ESPE2024 Rapid Free Communications Pituitary, Neuroendocrinology and Puberty 2 (6 abstracts)
1Department of Endocrinology, Great Ormond Street Hospital for Children NHS Foundation Trust, Great Ormond Street, London, United Kingdom. 2Genetics and Genomic Medicine Research and Teaching Department, UCL Great Ormond Street Institute of Child Health, University College London, London, United Kingdom. 3Department of Neuroradiology, Great Ormond Street Hospital for Children NHS Foundation Trust, Great Ormond Street, London, United Kingdom. 4Developmental Neurosciences Department, UCL Great Ormond Street Institute of Child Health, University College London, London, United Kingdom
Background and aim: Phenotypes of Hypothalamo-Pituitary (H-P) dysfunction are heterogenous and unpredictable. Through novel neuroimaging segmentation, we quantified anatomical alterations of each discrete component (hypothalamus, stalk, and pituitary) to better elucidate the origin and phenotype of different congenital and acquired HP disorders.

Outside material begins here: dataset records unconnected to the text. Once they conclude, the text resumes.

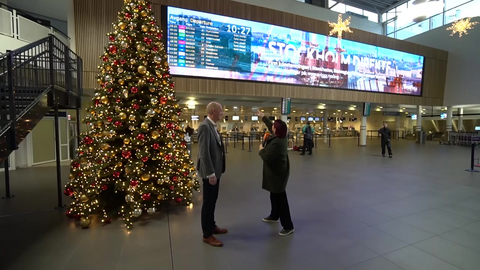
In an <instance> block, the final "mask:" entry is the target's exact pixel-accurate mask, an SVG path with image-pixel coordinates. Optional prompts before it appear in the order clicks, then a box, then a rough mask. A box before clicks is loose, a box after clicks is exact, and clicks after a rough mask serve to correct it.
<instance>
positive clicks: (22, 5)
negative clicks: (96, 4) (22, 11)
mask: <svg viewBox="0 0 480 270" xmlns="http://www.w3.org/2000/svg"><path fill="white" fill-rule="evenodd" d="M70 1H73V0H7V5H9V6H11V7H13V8H15V9H20V10H25V11H28V12H31V13H35V14H39V15H42V16H46V17H50V18H53V19H57V20H61V21H67V14H68V5H69V2H70ZM98 1H101V0H98Z"/></svg>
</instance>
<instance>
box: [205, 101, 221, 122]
mask: <svg viewBox="0 0 480 270" xmlns="http://www.w3.org/2000/svg"><path fill="white" fill-rule="evenodd" d="M207 114H208V117H209V118H210V119H212V120H213V121H214V122H215V123H216V122H218V121H220V118H221V116H222V115H223V108H222V105H221V104H220V103H218V102H210V103H208V105H207Z"/></svg>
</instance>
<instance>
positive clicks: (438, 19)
mask: <svg viewBox="0 0 480 270" xmlns="http://www.w3.org/2000/svg"><path fill="white" fill-rule="evenodd" d="M430 25H431V29H435V28H437V27H440V26H442V25H443V13H441V14H438V15H435V16H433V17H432V18H430Z"/></svg>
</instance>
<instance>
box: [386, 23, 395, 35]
mask: <svg viewBox="0 0 480 270" xmlns="http://www.w3.org/2000/svg"><path fill="white" fill-rule="evenodd" d="M394 31H395V22H394V21H393V22H391V23H389V24H387V34H390V33H391V32H394Z"/></svg>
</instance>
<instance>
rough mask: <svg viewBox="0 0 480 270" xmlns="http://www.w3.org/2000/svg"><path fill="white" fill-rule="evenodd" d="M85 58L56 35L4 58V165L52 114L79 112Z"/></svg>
mask: <svg viewBox="0 0 480 270" xmlns="http://www.w3.org/2000/svg"><path fill="white" fill-rule="evenodd" d="M81 74H82V59H81V58H80V57H78V56H77V55H76V54H75V53H73V52H72V51H71V50H70V49H69V48H68V46H67V45H65V44H64V43H62V42H61V41H60V40H59V39H57V38H56V37H55V36H53V35H50V36H49V37H46V38H44V39H41V40H38V41H36V42H33V43H31V44H29V45H27V46H25V47H22V48H19V49H17V50H15V51H9V52H7V53H6V54H1V55H0V162H4V161H5V160H6V159H7V158H8V156H9V155H10V154H11V153H12V152H13V151H14V150H16V149H17V148H18V145H19V144H20V143H21V142H22V141H23V139H25V137H26V136H27V135H28V134H29V133H30V132H31V131H32V130H33V128H35V126H36V125H37V124H38V123H39V122H40V121H41V120H42V118H43V117H44V116H45V115H46V114H47V113H48V112H49V111H50V110H52V109H53V110H54V111H58V110H59V109H78V108H80V107H81V97H82V81H81Z"/></svg>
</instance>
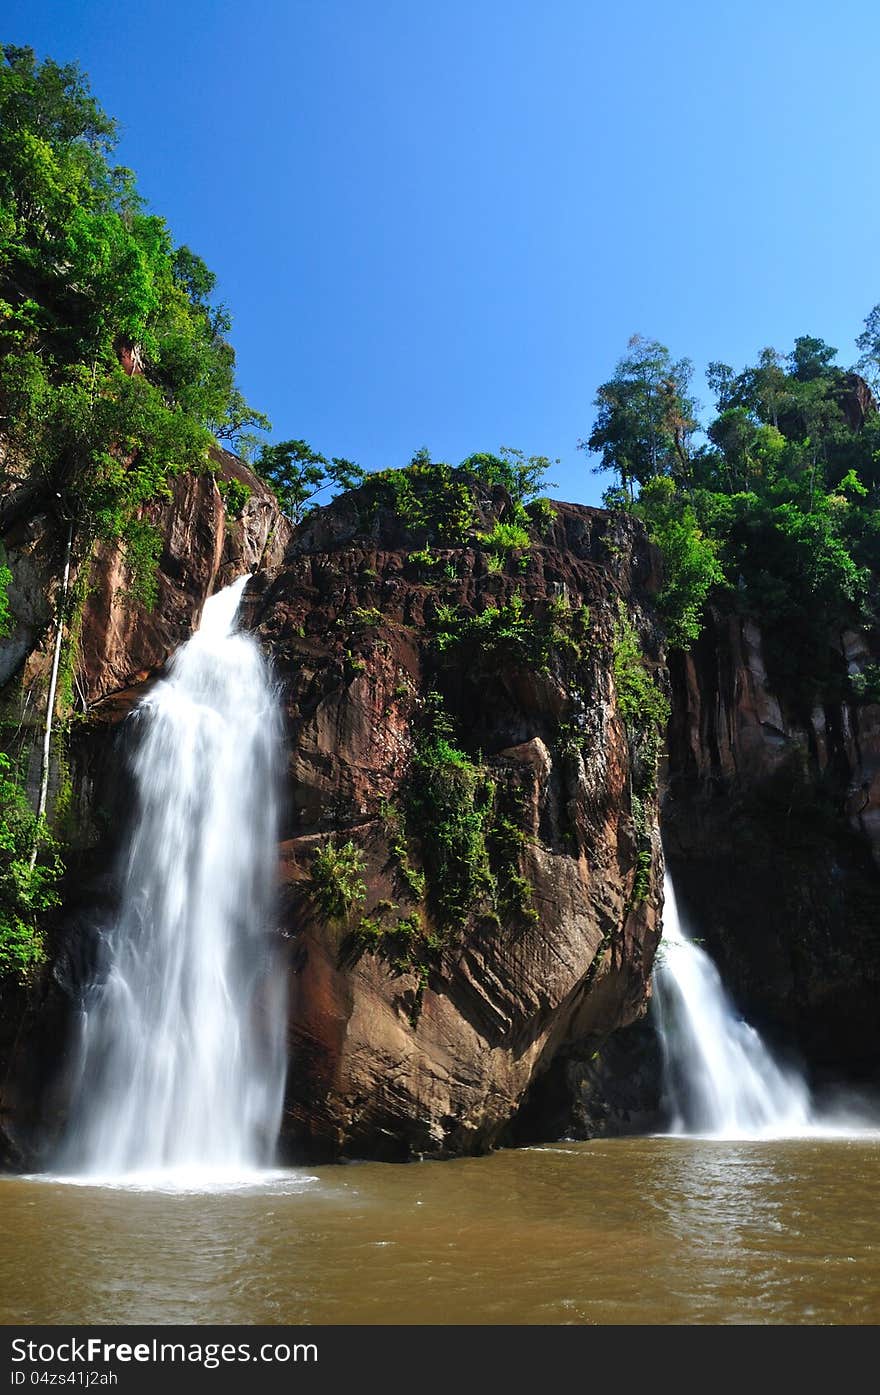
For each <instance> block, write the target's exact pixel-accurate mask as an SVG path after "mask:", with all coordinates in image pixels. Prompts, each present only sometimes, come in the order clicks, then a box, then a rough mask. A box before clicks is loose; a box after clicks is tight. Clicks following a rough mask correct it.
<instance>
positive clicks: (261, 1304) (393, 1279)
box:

Methods: We compared 66 patients (35M/31F) aged 12.4 ± 3.1 years, followed up for 8.2 ± 4.0 years - 35 tumours/31 congenital - with 25 age/gender-matched controls (13.6±3.1 years, 13F/12M). Neuroendocrine dysfunction was graded as number of anterior (HAP-EMS) and posterior (HPP-EMS) H-P deficits [Endocrine Morbidity Scores (EMS)]. Early morning basal pituitary hormone concentrations were taken before any medication and paired with high-resolution MR images acquired on the same day, to measure hypothalamic/pituitary volumes and stalk sizes (upper/middle/lower). Normative hypothalamic and pituitary SDS (-/+ 1.5, -/+ 2) were derived from controls for 3 age groups: 6-10y (prepubertal), 11-14y (pubertal), 15-18y (post-pubertal).
Results: Across the whole cohort, the smaller the pituitary volume SDS (P = 0.001) and stalk size (ie middle P = 0.003), the greater the HAP-EMS. In the congenital group, the smaller the hypothalamic volume SDS, the greater the HPP-EMS (P = 0.012), but not the HAP-EMS. In tumours, the lower (damaged post-treatment) or non-measurable (invaded) hypothalamic volume SDS, the greater the HAP-EMS (P = 0.004) and HPP-EMS (P = 0.013). Across the whole cohort, GH peaks and TSH/LH/FSH/ACTH/cortisol concentrations decreased with smaller pituitary volume (P = 0.045, CC=0.413; P <0.001, CC=0.507; P = 0.025, CC=0.331; P = 0.009, r =0.380; P = 0.097, CC=0.248; P = 0.004, CC=0.414, respectively) and stalk size (i.e. middle P = 0.030, CC=0.409; P = 0.004, CC=0.471; P = 0.044, CC=0.337; P = 0.010, CC=0.423; P = 0.015, CC=0.404; P = 0.006, CC=0.453, respectively). In the congenital group, GH peaks and prolactin concentrations correlated with hypothalamic volume, positively (P = 0.009, CC=0.743) and negatively (P = 0.023, CC-0.45), respectively. The 3 patients with ROHHAD(NET) and hyperprolactinaemia had reduced hypothalamic volumes. Urine osmolalities positively correlated with both pituitary (whole cohort, P = 0.019, CC=0.348) and hypothalamic (congenital P = 0.012, CC=0.514; tumours P = 0.002, CC=0.638) volume.
Conclusion: The study demonstrates for the first time that the severity of anterior and posterior H-P deficits is reflective of the degree of anatomical changes not only in the pituitary, but also in the stalk and the hypothalamus, and quantifiable on neuroimaging by volumetry. We have provided insight into the differing hypothalamic and pituitary contributions underlying the aetiology of neuroendocrine phenotypes and demonstrated that hypothalamic volume loss, identified through novel imaging tools, is predictive of PP disorders, GH deficiency and hyperprolactinaemia.